2.52 The temporary residence screening manual indicates that the CBSA will reply to a visa officer’s referral within 10 working days. Our file review showed that the CBSA responded to the missions within 10 working days in 80 percent of the cases. However, we found that in at least 25 percent of those cases, it had not waited for CSIS input before providing the security screening results. Therefore, the results provided to Canada-based officers did not include the CSIS review. This occurred because the CBSA’s data system automatically sends a response to the missions after 10 days, unless an analyst has put a hold on the file. We were told, however, that if a concern is identified by CSIS after 10 days, the CBSA would notify the mission to stop the visa issuance. Nevertheless, the current practice allows for the exclusion of potentially important information due to the possibility that CSIS is unable to provide a response within 10 working days.

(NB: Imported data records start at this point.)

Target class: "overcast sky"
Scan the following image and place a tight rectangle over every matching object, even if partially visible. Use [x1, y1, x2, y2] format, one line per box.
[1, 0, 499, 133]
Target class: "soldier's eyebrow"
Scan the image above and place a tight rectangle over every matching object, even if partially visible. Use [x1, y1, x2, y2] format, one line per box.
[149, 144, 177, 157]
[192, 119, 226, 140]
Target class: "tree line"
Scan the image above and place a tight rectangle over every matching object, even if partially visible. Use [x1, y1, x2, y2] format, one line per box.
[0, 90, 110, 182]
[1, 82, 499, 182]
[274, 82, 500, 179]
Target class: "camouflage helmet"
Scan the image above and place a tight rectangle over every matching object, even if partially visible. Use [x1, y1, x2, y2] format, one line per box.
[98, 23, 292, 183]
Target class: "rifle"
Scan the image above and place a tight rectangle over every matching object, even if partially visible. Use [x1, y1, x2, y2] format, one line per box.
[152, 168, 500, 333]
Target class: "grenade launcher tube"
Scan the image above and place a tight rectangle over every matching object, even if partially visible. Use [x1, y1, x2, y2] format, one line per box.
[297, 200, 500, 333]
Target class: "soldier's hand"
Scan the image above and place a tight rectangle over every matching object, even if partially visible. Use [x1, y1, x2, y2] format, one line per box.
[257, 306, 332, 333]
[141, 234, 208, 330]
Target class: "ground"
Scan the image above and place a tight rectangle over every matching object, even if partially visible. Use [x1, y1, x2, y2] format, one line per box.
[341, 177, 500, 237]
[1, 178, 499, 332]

2.53 For permanent residence cases, we noted that there was a formal agreement on service standards in the 2006 memorandum of understanding between CIC and the CBSA, which stated that advice will be provided to visa officers within 9 to 18 months. Through our file review, we found that the CBSA had completed its analysis in less than 9 months in 67 percent of the cases and exceeded 18 months in 19 percent of the cases.
2.54 We also reviewed a sample of 10 percent of the 72 permanent residence cases analyzed by the CBSA after CSIS had completed its review for national security concerns. In the cases we examined, we found that CSIS took an average of 34 months to provide its results to the CBSA when there was information requiring further investigation. We noted that the CBSA concurred with the advice provided by CSIS but, on average, it took an additional 9 months to send the advice to the visa officer without adding specific details about the individual.
2.55 In responding to our survey, 46 percent of the Canada-based officers indicated they were concerned with the length of time it can take to obtain information or advice from security partners. The CBSA has recognized that timeliness is a concern and, at the end of our audit, had initiated measures to improve the timeliness of its screening."